JB: Sundown is my own little trophy that I haven’t shared in recent years as much as I should have, but I’m trying to change that, on the urging of my partner and friends. I adore the world and visit it privately from time to time to write a short story or even little vignettes that go nowhere but are just fun. I found this quote by Chris Riddell in a book on maps, and it stuck with me the entire time I was trying to craft the world: “I'd love to map Alice's Adventures in Wonderland some day. But ought it be mapped? Might you risk taking it too close to Oz? Too theme park with yellow brick roads…It's an imaginary place that needs to confuse and ramble…it's a living thing, a land elusive like quicksilver.” I wanted that. A world alive and changing. Salvador Dali’s paintings embodied that sentiment for me visually: these vast grey landscapes with uncanny structures that could be interpreted in any number of ways. I took those images into my idea for a world, which is essentially a world where the “spirit” in the sun that allows anything to grow is gone. And so, all things become dusty and bleak and unrecognizable, like they’ve been in a dark attic for decades. I also took a lot from the musician The Caretaker, whose work is all themed around dementia and its horrifying, escalating symptoms. The artwork by Ivan Seal that accompanies that music also asks the question of what something common, like a phone, a porcelain figure, or a house plant, would look like if you’d completely forgotten all concept of what that thing is. It’s a nauseating visual, and I wanted to capture that in my world, then send two kids through it looking for their mother. Poor kids. Give it a read if you're interested, see how they get on.

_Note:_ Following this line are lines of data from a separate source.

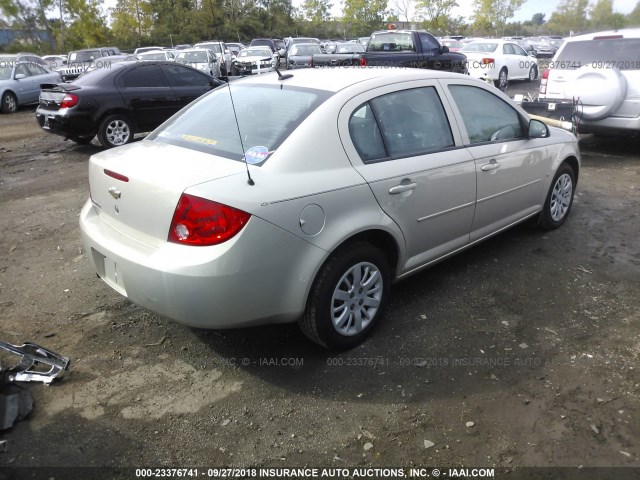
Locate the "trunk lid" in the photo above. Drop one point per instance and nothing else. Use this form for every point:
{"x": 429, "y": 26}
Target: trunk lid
{"x": 141, "y": 205}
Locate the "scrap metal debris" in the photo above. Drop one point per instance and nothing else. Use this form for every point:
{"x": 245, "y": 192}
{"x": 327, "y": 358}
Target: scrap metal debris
{"x": 38, "y": 364}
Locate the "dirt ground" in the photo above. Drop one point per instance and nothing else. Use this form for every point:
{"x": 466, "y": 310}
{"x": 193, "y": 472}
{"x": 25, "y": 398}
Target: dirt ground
{"x": 533, "y": 337}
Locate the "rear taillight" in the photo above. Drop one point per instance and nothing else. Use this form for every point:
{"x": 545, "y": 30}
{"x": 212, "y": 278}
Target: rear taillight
{"x": 543, "y": 81}
{"x": 201, "y": 222}
{"x": 69, "y": 100}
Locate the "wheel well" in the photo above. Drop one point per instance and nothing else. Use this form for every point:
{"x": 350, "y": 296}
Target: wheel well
{"x": 380, "y": 239}
{"x": 573, "y": 163}
{"x": 115, "y": 112}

 EL: Your website says you have a novel in the works, which you hope to “take through the traditional publishing route.” How has your experience been trying to get a novel published?

JB: So I’m in such an early stage here that any of the efforts towards traditional publishing are still just game plans ready to execute. Outside of research on who and where I think my novel would sit well with, I can only refine and refine and refine, and in the meantime, up my short fiction credits and aim for some nominations, such as Best of the Net (I’m after Pushcart this year). So we’ll see when it’s ready how the dice end up rolling.

 EL: I hear that you are from Leicestershire, England. To what degree do you think your environment has influenced your writing?

JB: Oh, so much. I hate the saying “Write what you know.” I find it so needlessly limiting, but then, to eat my words, I find that whenever I do set things there, I end up running away into it with a level of detail that I think you could only capture had you lived there for an age. Leicestershire’s a liminal place. No big city nearby, really, not north, not south, naturally gorgeous, but far from pristine as a place to live. Not just that, but the way folk are there, the mentality, the colloquialisms, the outlook, and their love of their neighbour, it’s something that is hard to explain but pleasantly stark when you experience it. I’ll write plenty more stuff set there for sure. It’s my Maine.

Ethan Lam is an undergraduate currently pursuing English at the University of California, Berkeley. He works as an intern for Split Lip and writes short stories and poetry in his spare time. Beyond writing, he is a calisthenics athlete.